The plot of course is labyrinthine enough for a hundred minotaurs to wander around in, but the basic situation as the season opens is this:
Loathsome boy King Joffrey is ruling the Seven Kingdoms but not happily: his dead father’s brothers have both claimed the throne and the Northern regions has declared independence after Joffrey had their liege lord, good old Ned Stark, beheaded. Oh and not to mention across the water an exiled princess wanders lonely and starving in the desert with only her baby dragons for company while terrible things are stirring in the frozen lands beyond the Wall.
But it’s so much better and more complex than that. The titular Game of Thrones is a brutal, hard and unforgiving one where the only hard and fast rule seems to be that everyone gets punished eventually.
Whatever punishment is heading towards the hateful Joffrey can’t come soon enough, which is why it’s perfectly acceptable to chortle along to every last second of this ten minute video of him getting slapped in the chops, rather than feeling like a wierdo for enjoying seeing a child being hit repeatedly.
That video also features Peter Dinklage as Tyrion who is the living heart of the show. What he lacks in height he makes up for by being cunning is a snake with the wit of a demonic Stephen Fry.
Tyrion is a gift of a part for Dinklage who is magnificent. But then the whole cast is pretty excellent, from highest Queen to sweatiest peasant. What really makes the show is the sense that this is a living world where even the smallest characters have their own desires and destinies ahead of them.
If I had to pick a favourite character at the moment, it’d probably be Iain Glen as banished knight Ser Jorah Mormont.
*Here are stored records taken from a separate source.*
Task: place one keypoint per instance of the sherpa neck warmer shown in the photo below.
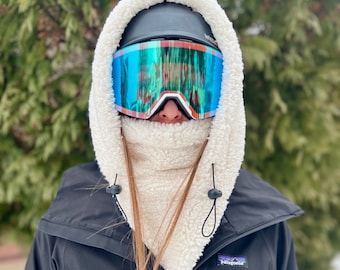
(225, 148)
(162, 157)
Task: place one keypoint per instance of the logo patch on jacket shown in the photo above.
(234, 261)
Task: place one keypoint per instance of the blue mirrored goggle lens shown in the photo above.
(145, 74)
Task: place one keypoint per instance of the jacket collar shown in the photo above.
(83, 212)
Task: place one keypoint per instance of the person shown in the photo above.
(167, 120)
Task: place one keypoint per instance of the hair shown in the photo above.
(142, 256)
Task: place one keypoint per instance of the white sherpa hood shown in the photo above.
(225, 147)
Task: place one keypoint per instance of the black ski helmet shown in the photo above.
(168, 21)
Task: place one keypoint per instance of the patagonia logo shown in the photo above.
(234, 261)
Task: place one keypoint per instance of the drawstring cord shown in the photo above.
(114, 190)
(213, 194)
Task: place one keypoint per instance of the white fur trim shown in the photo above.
(226, 143)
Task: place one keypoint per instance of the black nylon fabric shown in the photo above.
(83, 228)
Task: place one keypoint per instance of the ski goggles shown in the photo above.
(145, 75)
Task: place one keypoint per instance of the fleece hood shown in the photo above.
(226, 140)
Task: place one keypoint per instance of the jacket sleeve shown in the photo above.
(41, 253)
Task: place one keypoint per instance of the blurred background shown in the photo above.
(291, 51)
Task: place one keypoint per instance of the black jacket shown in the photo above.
(80, 231)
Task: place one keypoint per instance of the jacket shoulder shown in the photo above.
(84, 212)
(254, 204)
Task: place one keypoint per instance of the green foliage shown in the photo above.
(292, 56)
(291, 50)
(46, 52)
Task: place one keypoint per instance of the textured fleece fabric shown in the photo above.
(225, 148)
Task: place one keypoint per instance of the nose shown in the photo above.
(169, 114)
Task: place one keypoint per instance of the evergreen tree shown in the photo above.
(291, 50)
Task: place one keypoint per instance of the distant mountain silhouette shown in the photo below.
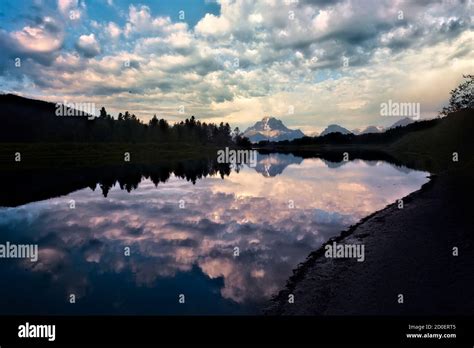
(368, 130)
(334, 128)
(402, 123)
(275, 163)
(270, 128)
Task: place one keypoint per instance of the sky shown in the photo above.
(309, 63)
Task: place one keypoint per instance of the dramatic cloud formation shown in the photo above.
(331, 61)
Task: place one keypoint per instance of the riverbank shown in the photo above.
(408, 252)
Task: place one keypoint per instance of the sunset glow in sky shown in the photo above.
(309, 63)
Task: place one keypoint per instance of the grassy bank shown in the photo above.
(58, 155)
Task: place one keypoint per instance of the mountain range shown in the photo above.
(273, 129)
(270, 128)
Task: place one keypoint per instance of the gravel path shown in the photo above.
(408, 251)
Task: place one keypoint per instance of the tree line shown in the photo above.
(27, 120)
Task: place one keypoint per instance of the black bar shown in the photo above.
(194, 330)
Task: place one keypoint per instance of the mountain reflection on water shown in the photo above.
(183, 234)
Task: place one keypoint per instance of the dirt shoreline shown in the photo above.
(408, 251)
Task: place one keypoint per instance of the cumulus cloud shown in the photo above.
(88, 46)
(253, 58)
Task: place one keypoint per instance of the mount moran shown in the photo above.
(272, 129)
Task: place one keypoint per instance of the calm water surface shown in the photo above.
(275, 214)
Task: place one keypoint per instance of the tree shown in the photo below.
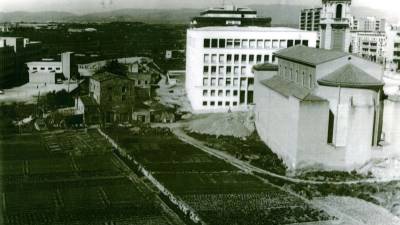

Many may have assumed he’d be typecast as an interstellar warrior bishop forever, but I can happily report he is deploying his mighty acting talent to wonderful ends here.
This opening episode of the season suggests the series’ approach to the novels will be to distil as much as it can from the best of the books, retaining their vast scale while judiciously cutting and adapting as required.
It might not be a perfect translation of the books onto screen but then nothing could be- and to be fair even fans admit that the (still as yet unfinished) series of novels is more infinitely sprawling than a version of the London suburbs designed by Escher.
What’s most important is that it’s very likely to provide some damn exciting television: think a Tolkien-penned version of the Sopranos with a side order of Macbeth. And dragons.